Inclusion debates/Why 'How The Monk Got His Habit' is invalid.
So, 'How The Monk Got His Habit' was first revealed nearly a month ago and since then there has been various discussions regarding its validity namely here; Talk: How The Monk Got His Habit (short story).
For some backstory, during the Doctor Who: Lockdown! tweet-along of The Zygon Invasion / The Zygon Inversion writer Peter Harness revealed that he had pitched three Doctor Who stories that never saw the light of day; The Last One To Go To Sleep, Doctor Who and the Cave Monsters and How The Monk Got His Habit. Later, long after the tweet-along had ended - Harness was persuaded by eager fans to go into detail about the unproduced stories. This was when Harness revealed that he had also been working on a similarly unproduced novelisation of 'How The Monk Got His Habit' - here is his direct quote;
Since some of you seemed to appreciate the discarded Meddling Monk idea, here's the similar discarded first page of a novelisation of it.[1]
Some users have suggested that a novelisation of this story was never actually intended, and this was similar to Russell T Davies' Revenge of the Nestene being framed as the fictitious 'Chapter 21' of the 2018 Rose novelisation. However, there's absolutely no proof of that - and until there is, we have to go with what was stated by Harness himself. It was a "discarded" first page of an unproduced novelisation.
Revenge of the Nestene was made extremely clear that it was completely new work - with Emily Cook having helped produced it herself during lockdown, and a timely reference to Boris Johnston within the source material. Then there was the fact that the story had other work done to it; including being designed to look like it was part of the Target series, and having a video posted onto official channels narrated by Jacob Dudman. This is completely different to a guest tweeter posting their own discarded story, in a spur of the moment thing, after realising that "some [of you] seemed to appreciate the discarded Meddling Monk idea".

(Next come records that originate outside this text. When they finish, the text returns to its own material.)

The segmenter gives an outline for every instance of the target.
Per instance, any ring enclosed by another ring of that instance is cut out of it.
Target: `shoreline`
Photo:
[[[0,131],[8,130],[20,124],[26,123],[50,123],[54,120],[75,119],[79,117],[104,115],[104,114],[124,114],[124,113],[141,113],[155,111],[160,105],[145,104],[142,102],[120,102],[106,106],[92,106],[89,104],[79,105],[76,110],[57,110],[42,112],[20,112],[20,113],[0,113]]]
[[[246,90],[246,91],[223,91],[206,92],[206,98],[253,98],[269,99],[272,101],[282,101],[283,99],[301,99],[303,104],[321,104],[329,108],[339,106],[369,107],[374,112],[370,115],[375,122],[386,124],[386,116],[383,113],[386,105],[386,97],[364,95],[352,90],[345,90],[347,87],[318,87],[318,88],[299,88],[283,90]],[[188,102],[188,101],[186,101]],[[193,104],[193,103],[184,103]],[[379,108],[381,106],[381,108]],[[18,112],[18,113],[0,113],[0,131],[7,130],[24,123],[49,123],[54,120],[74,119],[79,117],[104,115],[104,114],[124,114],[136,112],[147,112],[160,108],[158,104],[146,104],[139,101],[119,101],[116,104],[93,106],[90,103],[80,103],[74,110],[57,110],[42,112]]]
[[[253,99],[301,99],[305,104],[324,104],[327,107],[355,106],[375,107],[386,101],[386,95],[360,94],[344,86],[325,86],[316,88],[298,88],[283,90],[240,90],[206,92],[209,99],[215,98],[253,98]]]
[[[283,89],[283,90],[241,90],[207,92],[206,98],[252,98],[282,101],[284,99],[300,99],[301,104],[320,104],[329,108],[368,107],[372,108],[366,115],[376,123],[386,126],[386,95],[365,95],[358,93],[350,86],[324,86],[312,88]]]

That is not even to mention that Emily Cook herself has come out to stress that this "story" was not part of her lockdown event.[2] Some have tried to suggest that she was talking about the unproduced television story - but that is a big stretch, why would she ever be under the impression that fans were considering an unproduced television story from 2015 as part of her lockdown event in 2020? She was clearly referring to Harness' mentioning of the Monk story as a whole, and "discarded" goes hand-in-hand with "unproduced". There is even a category on this Wikia for Category:Unproduced novels so there is no reason whatsoever to suspect that the word "unproduced" means that she was talking television-only.
All in all, this story pretty clearly fails two of the "four little rules". Not only is there serious evidence, and actual confirmation, against it's official release - but there is absolutely no proof whatsoever that the story was licensed. And, as User:Shambala108 stated on Talk:The Castellan has returned and has brought a message from Gallifrey! (webcast), "We have to be strict about licensing just like we have to be strict about plagiarism."
I wanted to start this topic ahead of the inevitable re-opening of the Lockdown-releases discussion later today, after the final release, as 'How The Monk Got His Habit' will cause far more headaches than need be.